Les Colons du Rivage, ou Industrie et Probité: Ouvrage destiné a servir de lecture courante dans les écoles primaires
46. — Où coucheront-ils enfin?
La mère faisait ces réflexions pendant le repas du soir, qui fut, on l'imagine, simple et frugal ; telle auberge, tel souper. Juliette disait : « Cela ne va pas trop mal, pourvu qu'on nous laisse enfin tranquilles. Je ne serai pas fâchée de pouvoir dire que j'ai passé une nuit comme les ermites. » Charles et André s'entendirent pour veiller tour à tour auprès du bateau, où se trouvait la meilleure partie de leurs effets. Quand la nuit fut venue, Charles se mit le premier en faction, il se promenait de çà de là sur le bord, enveloppé d'un manteau grossier ; soudain il aperçut, derrière une haie, un homme qui se glissait furtivement vers le rivage. Ce personnage, s'étant approché du bateau, le considéra un moment, et chercha des yeux les bateliers. Charles s'avança, et la clarté de la lune lui permit de reconnaître, à sa grande surprise, le nouveau propriétaire, qui l'avait expulsé si durement. La surprise de Lastec ne fut pas moins grande, et ne fut nullement agréable.

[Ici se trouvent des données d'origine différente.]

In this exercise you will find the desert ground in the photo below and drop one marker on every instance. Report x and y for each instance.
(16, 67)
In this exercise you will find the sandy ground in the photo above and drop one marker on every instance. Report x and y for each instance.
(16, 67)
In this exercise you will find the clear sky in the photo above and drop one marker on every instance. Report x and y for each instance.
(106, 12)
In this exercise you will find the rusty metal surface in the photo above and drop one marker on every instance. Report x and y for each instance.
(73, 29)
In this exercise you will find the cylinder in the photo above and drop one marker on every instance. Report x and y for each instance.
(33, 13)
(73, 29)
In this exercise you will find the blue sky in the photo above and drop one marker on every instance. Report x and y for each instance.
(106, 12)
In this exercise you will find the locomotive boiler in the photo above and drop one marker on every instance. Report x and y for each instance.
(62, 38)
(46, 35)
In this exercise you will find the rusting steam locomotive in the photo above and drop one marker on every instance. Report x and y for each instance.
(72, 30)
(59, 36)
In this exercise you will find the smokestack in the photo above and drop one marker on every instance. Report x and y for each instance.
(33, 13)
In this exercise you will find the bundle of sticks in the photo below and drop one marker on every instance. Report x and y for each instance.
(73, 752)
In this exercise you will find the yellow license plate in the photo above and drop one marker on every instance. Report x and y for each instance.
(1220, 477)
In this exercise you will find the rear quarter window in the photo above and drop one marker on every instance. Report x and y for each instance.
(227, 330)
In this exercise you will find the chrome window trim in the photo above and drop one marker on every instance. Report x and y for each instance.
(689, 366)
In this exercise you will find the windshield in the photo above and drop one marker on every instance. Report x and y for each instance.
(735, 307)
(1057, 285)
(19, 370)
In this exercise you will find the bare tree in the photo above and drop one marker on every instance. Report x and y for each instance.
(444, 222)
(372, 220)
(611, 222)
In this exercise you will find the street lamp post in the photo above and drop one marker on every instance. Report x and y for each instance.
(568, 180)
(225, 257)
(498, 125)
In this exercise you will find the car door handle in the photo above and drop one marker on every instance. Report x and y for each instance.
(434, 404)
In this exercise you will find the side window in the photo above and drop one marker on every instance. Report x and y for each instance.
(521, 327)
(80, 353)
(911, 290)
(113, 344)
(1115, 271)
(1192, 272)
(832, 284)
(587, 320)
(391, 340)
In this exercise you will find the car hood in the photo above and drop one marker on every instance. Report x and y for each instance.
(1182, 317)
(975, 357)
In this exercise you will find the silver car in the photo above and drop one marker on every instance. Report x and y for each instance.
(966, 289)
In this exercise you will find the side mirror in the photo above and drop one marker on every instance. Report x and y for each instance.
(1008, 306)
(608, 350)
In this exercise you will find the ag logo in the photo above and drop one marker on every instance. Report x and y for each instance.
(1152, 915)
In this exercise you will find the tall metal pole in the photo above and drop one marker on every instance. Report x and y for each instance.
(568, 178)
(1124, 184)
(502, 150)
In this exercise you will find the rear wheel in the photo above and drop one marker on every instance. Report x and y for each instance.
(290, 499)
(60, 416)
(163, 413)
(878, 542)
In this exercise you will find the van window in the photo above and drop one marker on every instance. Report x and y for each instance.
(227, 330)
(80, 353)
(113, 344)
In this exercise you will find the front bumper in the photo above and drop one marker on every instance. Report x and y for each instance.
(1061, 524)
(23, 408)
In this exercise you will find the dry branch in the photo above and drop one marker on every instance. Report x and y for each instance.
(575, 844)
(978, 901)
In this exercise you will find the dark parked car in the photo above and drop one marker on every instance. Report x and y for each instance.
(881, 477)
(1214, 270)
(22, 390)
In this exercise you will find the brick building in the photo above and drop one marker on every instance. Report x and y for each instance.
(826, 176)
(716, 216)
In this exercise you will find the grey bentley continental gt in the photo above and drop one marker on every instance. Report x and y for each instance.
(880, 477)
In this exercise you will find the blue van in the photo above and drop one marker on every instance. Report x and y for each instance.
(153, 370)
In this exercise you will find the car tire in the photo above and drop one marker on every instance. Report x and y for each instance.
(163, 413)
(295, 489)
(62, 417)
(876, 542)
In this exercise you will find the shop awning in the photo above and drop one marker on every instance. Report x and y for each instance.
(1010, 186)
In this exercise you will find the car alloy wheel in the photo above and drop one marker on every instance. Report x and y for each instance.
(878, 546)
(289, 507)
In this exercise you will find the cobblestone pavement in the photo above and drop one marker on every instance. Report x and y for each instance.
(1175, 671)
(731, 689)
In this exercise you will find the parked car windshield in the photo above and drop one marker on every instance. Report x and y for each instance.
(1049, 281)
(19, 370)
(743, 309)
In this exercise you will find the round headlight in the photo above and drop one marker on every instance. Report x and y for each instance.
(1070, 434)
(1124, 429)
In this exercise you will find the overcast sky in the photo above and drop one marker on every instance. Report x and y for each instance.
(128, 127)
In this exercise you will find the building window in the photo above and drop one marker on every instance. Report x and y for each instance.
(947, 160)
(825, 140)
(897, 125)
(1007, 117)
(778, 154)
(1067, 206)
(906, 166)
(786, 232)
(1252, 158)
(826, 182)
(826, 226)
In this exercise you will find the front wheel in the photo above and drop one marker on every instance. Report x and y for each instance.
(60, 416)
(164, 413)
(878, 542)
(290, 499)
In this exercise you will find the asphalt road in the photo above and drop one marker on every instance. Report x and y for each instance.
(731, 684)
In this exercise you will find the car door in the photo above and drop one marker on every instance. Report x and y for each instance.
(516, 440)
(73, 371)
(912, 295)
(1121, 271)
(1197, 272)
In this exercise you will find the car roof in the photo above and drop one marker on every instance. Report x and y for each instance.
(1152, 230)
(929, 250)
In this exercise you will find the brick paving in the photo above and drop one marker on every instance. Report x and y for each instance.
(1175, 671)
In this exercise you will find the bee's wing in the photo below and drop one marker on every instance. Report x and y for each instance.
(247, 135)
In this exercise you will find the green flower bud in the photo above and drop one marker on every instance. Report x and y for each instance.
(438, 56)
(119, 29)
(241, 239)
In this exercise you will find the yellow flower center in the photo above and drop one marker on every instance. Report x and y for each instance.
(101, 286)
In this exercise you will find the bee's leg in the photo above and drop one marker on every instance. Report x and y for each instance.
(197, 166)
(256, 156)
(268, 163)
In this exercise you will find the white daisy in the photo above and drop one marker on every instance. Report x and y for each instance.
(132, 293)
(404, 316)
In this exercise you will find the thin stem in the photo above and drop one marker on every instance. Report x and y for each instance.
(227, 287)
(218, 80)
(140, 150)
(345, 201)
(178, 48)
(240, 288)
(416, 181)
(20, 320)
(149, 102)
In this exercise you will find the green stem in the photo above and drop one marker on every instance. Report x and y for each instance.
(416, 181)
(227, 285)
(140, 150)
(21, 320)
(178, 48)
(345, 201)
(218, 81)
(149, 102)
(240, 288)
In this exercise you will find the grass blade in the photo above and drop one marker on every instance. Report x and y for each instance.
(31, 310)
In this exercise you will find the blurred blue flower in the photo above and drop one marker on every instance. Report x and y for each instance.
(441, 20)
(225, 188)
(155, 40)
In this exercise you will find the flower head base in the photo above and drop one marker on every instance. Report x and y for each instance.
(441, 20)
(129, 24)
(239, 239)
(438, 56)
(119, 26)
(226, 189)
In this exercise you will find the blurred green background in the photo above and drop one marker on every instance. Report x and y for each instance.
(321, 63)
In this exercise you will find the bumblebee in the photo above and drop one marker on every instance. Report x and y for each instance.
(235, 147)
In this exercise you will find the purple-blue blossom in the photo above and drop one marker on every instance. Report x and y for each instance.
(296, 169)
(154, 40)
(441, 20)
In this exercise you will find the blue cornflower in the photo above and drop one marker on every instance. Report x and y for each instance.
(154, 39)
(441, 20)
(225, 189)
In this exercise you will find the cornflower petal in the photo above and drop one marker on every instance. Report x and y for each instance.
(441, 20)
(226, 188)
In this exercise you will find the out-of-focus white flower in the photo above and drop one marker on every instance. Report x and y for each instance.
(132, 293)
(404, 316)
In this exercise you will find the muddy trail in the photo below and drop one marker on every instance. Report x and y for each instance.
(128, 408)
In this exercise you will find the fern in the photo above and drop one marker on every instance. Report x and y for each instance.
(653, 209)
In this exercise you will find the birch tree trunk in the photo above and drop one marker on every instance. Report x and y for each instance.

« Ce bateau est à vous? dit-il vivement. — Oui. — Eh bien déchargez tout cela, je vous prie ; passez-moi vite de l'autre côté, et vous aurez une belle récompense. — Encore vous, mon hôte? Ainsi nous sommes destinés à nous rencontrer partout, et vous me demandez toujours le passage? C'est impossible à présent ; non que j'y mette de la rancune, mais je ne peux quitter ma famille, que vous avez délogée. — J'en suis au désespoir, mon ami, d'autant plus que je ne peux réparer mes torts. — Monsieur, ils sont graves, soit dit franchement ; on est doublement coupable d'offenser l'humanité, quand on la prêche si bien. — De grâce épargnez-moi ; je suis dans la plus fâcheuse position. Voici une bourse pleine d'or ; passez-moi de l'autre côté ; elle est à vous. — Vous m'étonnez, monsieur, et je craindrais de mal servir le pays, si je vous aidais à fuir. — Point du tout, mon jeune ami : il s'agit de ce qu'on appelle un délit politique, c'est-à-dire que je ne suis pas le plus fort. Sauvez une victime de la tyrannie… — Consultons ma mère. — C'est du temps perdu, et je n'ai qu'un moment peut-être pour échapper à mes persécuteurs! — Permettez, monsieur, je ne suis pas libre de vous obéir. »
Lastec suivit Charles jusqu'à la grotte, avec la plus grande répugnance. A peine étaient-ils arrivés, que le vigneron, accourant d'un autre côté, s'écria de loin : « Venez, mes amis, venez chez moi. Plus de risques maintenant. Vous serez mieux, et ces messieurs le permettent. » Ces messieurs étaient deux gendarmes, à qui le bon Rodolphe avait conté, avec indignation, ce qui s'était passé dans la cahutte. Touchés de pitié (car ces gens-là sont aussi bons que braves), ils s'étaient empressés de l'accompagner jusqu'à la grotte, afin d'inviter les Baudry à passer la nuit dans la ferme. Aussitôt que Lastec les aperçut, il essaya de fuir ; mais ils l'eurent bientôt pris, et, lorsque le signalement leur eut fait connaître l'identité : « Vous êtes libres, messieurs, » dirent-ils à la petite troupe, en s'éloignant avec leur prisonnier. « Nous tenons l'homme, et nous partons à l'instant. » Resté seul avec les Baudry, Rodolphe leur dit : « Je vais retourner, selon toutes les apparences, à mon premier maître : revenez aussi à votre premier logement. » Ensuite il leur conta en peu de mots ce que les gendarmes lui avaient appris sur ce M. Lastec. « Je me rappelle encore, dit la veuve, les discours que cet homme tenait sur l'autre bord, et je ne suis pas surprise de ce qui lui arrive sur celui-ci. — Ma mère, dit Juliette avec effroi, allons-nous encore déménager ce soir? — Non pas, dit Rodolphe, vous passerez la nuit chez moi : Julien gardera vos effets. » Sur quoi, Charles dit à son tour : « J'accepte votre hospitalité pour ma mère, mes sœurs et mon frère, mais je ferai la garde moi-même. — Jusqu'à minuit, je le veux bien, lui répondit Rodolphe, mais Julien viendra vous relever. » Des choses ainsi réglées, le vigneron s'éloigna avec le reste de la famille, et Charles demeura seul au bord du lac.